Dans l’affaire C‑397/14,

ayant pour objet une demande de décision préjudicielle au titre de l’article 267 TFUE, introduite par le Sąd Najwyższy (Cour suprême, Pologne), par décision du 15 mai 2014, parvenue à la Cour le 20 août 2014, dans la procédure

Polkomtel sp. z o.o.

contre

Prezes Urzędu Komunikacji Elektronicznej,

en présence de:

Orange Polska S.A., anciennement Telekomunikacja Polska S.A.,

LA COUR (deuxième chambre),

composée de M. M. Ilešič, président de la deuxième chambre, Mme C. Toader, M. A. Rosas, Mme A. Prechal et M. E. Jarašiūnas (rapporteur), juges,

avocat général: M. Y. Bot,

greffier: M. A. Calot Escobar,

vu la procédure écrite,

considérant les observations présentées:

pour Polkomtel sp. z o.o., par Mmes M. Bieniek et E. Barembruch, radcowie prawni,

pour le Prezes Urzędu Komunikacji Elektronicznej, par M. S. Szabliński, radca prawny,

pour le gouvernement polonais, par M. B. Majczyna, en qualité d’agent,

pour la Commission européenne, par Mmes J. Hottiaux et L. Nicolae, en qualité d’agents,

vu la décision prise, l’avocat général entendu, de juger l’affaire sans conclusions,

rend le présent

Arrêt

1

La demande de décision préjudicielle porte sur l’interprétation de l’article 28 de la directive 2002/22/CE du Parlement européen et du Conseil, du 7 mars 2002, concernant le service universel et les droits des utilisateurs au regard des réseaux et services de communications électroniques (directive «service universel») (JO L 108, p. 51), ainsi que des articles 5, paragraphe 1, et 8, paragraphe 3, de la directive 2002/19/CE du Parlement européen et du Conseil, du 7 mars 2002, relative à l’accès aux réseaux de communications électroniques et aux ressources associées, ainsi qu’à leur interconnexion (directive «accès») (JO L 108, p. 7).

2

Cette demande a été présentée dans le cadre d’un litige opposant Polkomtel sp. z o.o. (ci-après «Polkomtel») au Prezes Urzędu Komunikacji Elektronicznej (président de l’Office des communications électroniques, ci-après le «président de l’UKE»), en présence d’Orange Polska S.A., anciennement Telekomunikacja Polska S.A. (ci-après «Orange Polska»), au sujet d’une décision prise par le président de l’UKE dans le cadre d’un litige opposant ces entreprises à propos des conditions de coopération et des modalités de tarification pour les services d’accès aux numéros non géographiques.

Le cadre juridique

Le droit de l’Union

Le nouveau cadre réglementaire applicable aux services de communications électroniques

3

Le nouveau cadre réglementaire applicable aux services de communications électroniques est composé de la directive 2002/21/CE du Parlement européen et du Conseil, du 7 mars 2002, relative à un cadre réglementaire commun pour les réseaux et services de communications électroniques (directive «cadre») (JO L 108, p. 33, ci-après la «directive-cadre»), et des directives particulières qui l’accompagnent, à savoir la directive 2002/20/CE du Parlement européen et du Conseil, du 7 mars 2002, relative à l’autorisation de réseaux et de services de communications électroniques (directive «autorisation») (JO L 108, p. 21), la directive «accès», la directive «service universel» ainsi que la directive 97/66/CE du Parlement européen et du Conseil, du 15 décembre 1997, concernant le traitement des données à caractère personnel et la protection de la vie privée dans le secteur des télécommunications (JO 1998, L 24, p. 1).

– La directive-cadre

4

L’article 8 de la directive-cadre définit les objectifs généraux et les principes réglementaires dont les autorités réglementaires nationales (ci-après les «ARN») doivent assurer le respect.

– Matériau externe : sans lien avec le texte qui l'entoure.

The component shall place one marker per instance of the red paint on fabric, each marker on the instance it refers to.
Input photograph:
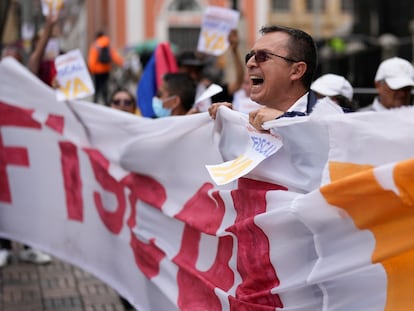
(257, 272)
(13, 116)
(202, 213)
(56, 123)
(72, 180)
(112, 220)
(147, 255)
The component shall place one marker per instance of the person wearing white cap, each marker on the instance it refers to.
(394, 81)
(335, 87)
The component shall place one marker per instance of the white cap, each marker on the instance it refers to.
(332, 85)
(397, 72)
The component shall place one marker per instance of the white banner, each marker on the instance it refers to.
(130, 200)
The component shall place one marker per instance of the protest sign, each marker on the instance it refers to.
(73, 76)
(51, 6)
(216, 25)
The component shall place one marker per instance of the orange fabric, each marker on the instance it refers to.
(96, 67)
(390, 218)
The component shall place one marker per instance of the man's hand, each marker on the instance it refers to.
(212, 110)
(258, 117)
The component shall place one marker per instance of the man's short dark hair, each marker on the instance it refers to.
(182, 85)
(301, 47)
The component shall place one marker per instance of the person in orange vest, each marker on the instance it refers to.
(101, 57)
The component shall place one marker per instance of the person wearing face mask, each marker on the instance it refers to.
(122, 99)
(394, 81)
(175, 96)
(281, 67)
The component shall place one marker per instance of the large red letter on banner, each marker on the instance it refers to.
(13, 116)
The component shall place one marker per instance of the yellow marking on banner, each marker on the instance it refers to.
(78, 87)
(231, 171)
(390, 218)
(214, 41)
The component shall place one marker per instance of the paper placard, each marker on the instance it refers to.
(215, 28)
(260, 147)
(73, 76)
(52, 6)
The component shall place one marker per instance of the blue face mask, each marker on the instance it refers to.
(158, 108)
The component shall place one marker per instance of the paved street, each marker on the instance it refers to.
(55, 286)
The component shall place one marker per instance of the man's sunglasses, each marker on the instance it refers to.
(126, 102)
(261, 56)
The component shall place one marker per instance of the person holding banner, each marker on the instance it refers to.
(281, 67)
(175, 96)
(394, 81)
(206, 73)
(122, 99)
(99, 68)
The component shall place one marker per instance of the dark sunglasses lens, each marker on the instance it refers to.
(126, 102)
(261, 56)
(248, 56)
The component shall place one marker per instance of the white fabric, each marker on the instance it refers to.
(332, 85)
(397, 72)
(198, 246)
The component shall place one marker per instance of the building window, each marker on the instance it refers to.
(280, 5)
(310, 5)
(184, 5)
(184, 38)
(347, 6)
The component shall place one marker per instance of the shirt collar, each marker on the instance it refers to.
(301, 104)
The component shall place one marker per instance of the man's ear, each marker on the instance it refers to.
(298, 70)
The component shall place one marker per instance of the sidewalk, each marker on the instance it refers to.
(55, 286)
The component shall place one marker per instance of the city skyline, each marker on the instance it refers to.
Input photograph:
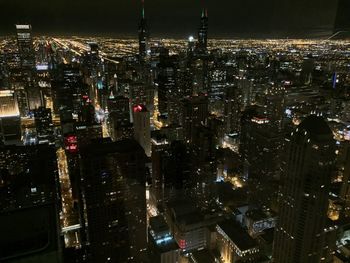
(164, 150)
(228, 19)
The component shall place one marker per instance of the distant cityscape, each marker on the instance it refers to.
(193, 150)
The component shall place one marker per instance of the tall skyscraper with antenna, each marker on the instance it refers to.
(203, 32)
(143, 33)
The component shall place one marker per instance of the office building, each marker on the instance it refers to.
(115, 200)
(29, 205)
(162, 246)
(300, 234)
(142, 127)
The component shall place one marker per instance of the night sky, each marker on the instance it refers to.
(173, 18)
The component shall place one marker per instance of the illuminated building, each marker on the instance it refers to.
(166, 81)
(68, 91)
(25, 46)
(232, 109)
(27, 57)
(234, 243)
(43, 122)
(300, 234)
(188, 225)
(203, 33)
(170, 170)
(162, 246)
(194, 114)
(10, 122)
(142, 127)
(143, 34)
(259, 149)
(113, 189)
(29, 205)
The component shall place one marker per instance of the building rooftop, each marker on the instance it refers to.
(237, 235)
(202, 256)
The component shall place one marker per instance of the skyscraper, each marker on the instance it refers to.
(113, 187)
(143, 33)
(10, 122)
(27, 58)
(300, 234)
(142, 128)
(203, 32)
(29, 211)
(25, 46)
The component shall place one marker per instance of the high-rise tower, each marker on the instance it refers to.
(203, 32)
(25, 46)
(113, 187)
(143, 33)
(300, 234)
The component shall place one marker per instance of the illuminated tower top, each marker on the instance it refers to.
(203, 32)
(143, 33)
(25, 46)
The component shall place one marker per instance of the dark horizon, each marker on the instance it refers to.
(179, 19)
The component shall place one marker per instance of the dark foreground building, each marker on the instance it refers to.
(29, 223)
(300, 234)
(114, 196)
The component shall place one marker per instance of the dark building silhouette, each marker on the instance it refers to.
(29, 205)
(113, 188)
(300, 235)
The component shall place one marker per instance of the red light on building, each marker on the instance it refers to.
(70, 143)
(139, 108)
(182, 244)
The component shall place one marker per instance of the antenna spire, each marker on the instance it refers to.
(143, 8)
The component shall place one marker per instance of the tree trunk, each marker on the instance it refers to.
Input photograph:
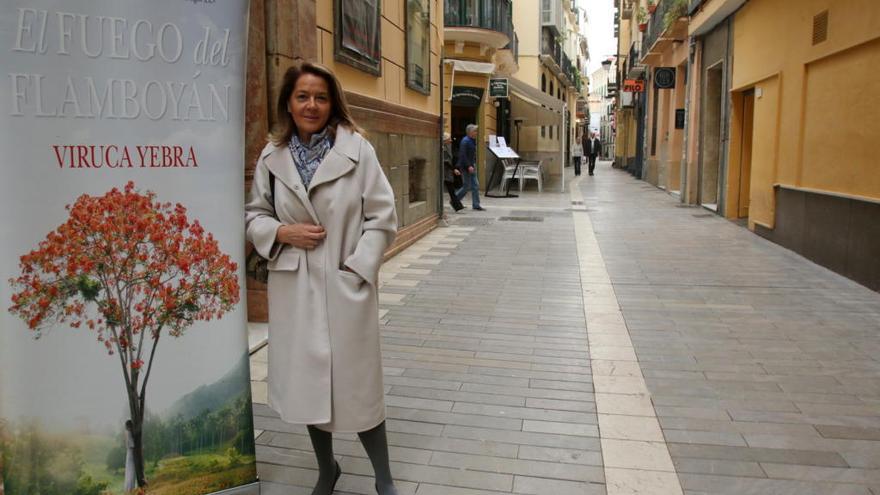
(139, 453)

Les paragraphes 3 et 4 de cet article sont libellés comme suit:

«3.   Les [ARN] contribuent au développement du marché intérieur, notamment:

[...]

b)

en encourageant la mise en place et le développement de réseaux transeuropéens et l’interopérabilité des services paneuropéens et la connectivité de bout en bout;

[...]

4.   Les [ARN] soutiennent les intérêts des citoyens de l’Union européenne, notamment:

[...]

b)

en assurant un niveau élevé de protection des consommateurs dans leurs relations avec les fournisseurs [...];

[...]»

5

L’article 20 de la directive-cadre, intitulé «Résolution des litiges entre entreprises», prévoit, à son paragraphe 3:

«Pour résoudre un litige, l’[ARN] est guidée par la poursuite des objectifs établis à l’article 8. Les obligations que l’[ARN] peut imposer à une entreprise dans le cadre de la résolution d’un litige sont conformes aux dispositions de la présente directive ou des directives particulières.»

– La directive «accès»

6

L’article 1er de la directive «accès», intitulé «Champ d’application et objectif», prévoit:

«1.   La présente directive, qui s’inscrit dans le cadre présenté dans la [directive-cadre], harmonise la manière dont les États membres réglementent l’accès aux réseaux de communications électroniques et aux ressources associées, ainsi que leur interconnexion. L’objectif consiste à établir, pour les relations entre fournisseurs de réseaux et de services, un cadre réglementaire qui favorisera l’instauration d’une concurrence durable et garantira l’interopérabilité des services de communications électroniques tout en procurant des avantages aux consommateurs, et ce conformément aux principes du marché intérieur.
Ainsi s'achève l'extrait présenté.